Effects of different statins were further investigated in our sub-analysis, in which we compared atorvastatin users, simvastatin users, and non-statin users. Table 5 shows the results of the multicovariate analysis on the primary outcome. Compared with non-statin user, atorvastatin use was associated with statistically significant advantages for PFS (HR (95% CI) =0.48 (0.25–0.95), P=0.03). The observed PFS benefit was similar to that in the analysis comparing H-statin users vs non-statin users, because 66% of patients in the H-statin group used atorvastatin.

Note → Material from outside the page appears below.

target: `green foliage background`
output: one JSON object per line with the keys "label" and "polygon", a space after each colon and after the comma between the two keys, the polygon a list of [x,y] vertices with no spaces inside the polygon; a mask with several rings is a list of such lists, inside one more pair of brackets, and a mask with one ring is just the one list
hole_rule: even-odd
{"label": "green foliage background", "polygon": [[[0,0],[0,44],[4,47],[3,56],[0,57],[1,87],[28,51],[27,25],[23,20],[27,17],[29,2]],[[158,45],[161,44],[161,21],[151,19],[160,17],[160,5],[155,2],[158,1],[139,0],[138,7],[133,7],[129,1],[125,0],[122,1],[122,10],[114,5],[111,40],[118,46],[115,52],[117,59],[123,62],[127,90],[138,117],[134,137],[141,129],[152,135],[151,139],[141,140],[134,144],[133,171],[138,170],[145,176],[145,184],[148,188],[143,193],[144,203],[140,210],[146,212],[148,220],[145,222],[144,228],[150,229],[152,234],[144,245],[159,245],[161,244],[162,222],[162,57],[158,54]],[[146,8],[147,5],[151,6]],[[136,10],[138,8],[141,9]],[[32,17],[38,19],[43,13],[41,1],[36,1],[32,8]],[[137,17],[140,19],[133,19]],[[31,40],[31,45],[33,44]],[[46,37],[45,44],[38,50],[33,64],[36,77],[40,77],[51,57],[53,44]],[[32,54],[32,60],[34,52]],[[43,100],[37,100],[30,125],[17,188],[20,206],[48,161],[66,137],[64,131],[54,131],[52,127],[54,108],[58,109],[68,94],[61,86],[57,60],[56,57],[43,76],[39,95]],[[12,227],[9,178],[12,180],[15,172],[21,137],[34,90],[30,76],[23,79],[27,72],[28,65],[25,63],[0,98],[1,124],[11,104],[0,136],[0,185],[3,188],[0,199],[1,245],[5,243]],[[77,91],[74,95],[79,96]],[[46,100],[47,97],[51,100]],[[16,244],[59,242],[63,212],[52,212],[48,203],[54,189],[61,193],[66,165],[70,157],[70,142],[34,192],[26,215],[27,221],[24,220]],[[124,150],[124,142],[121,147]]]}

In a similar vein, 93% of patients in L-statin group used simvastatin. Therefore, the observed HRs for L-statin vs non-statin and H-statin vs non-statin were similar to those for simvastatin vs non-statin and atorvastatin vs non-statin. As the Kaplan–Meier curve for this sub-analysis is practically the same as Figure 1 (H-statin and L-statin vs non-statin), it is not included in this report.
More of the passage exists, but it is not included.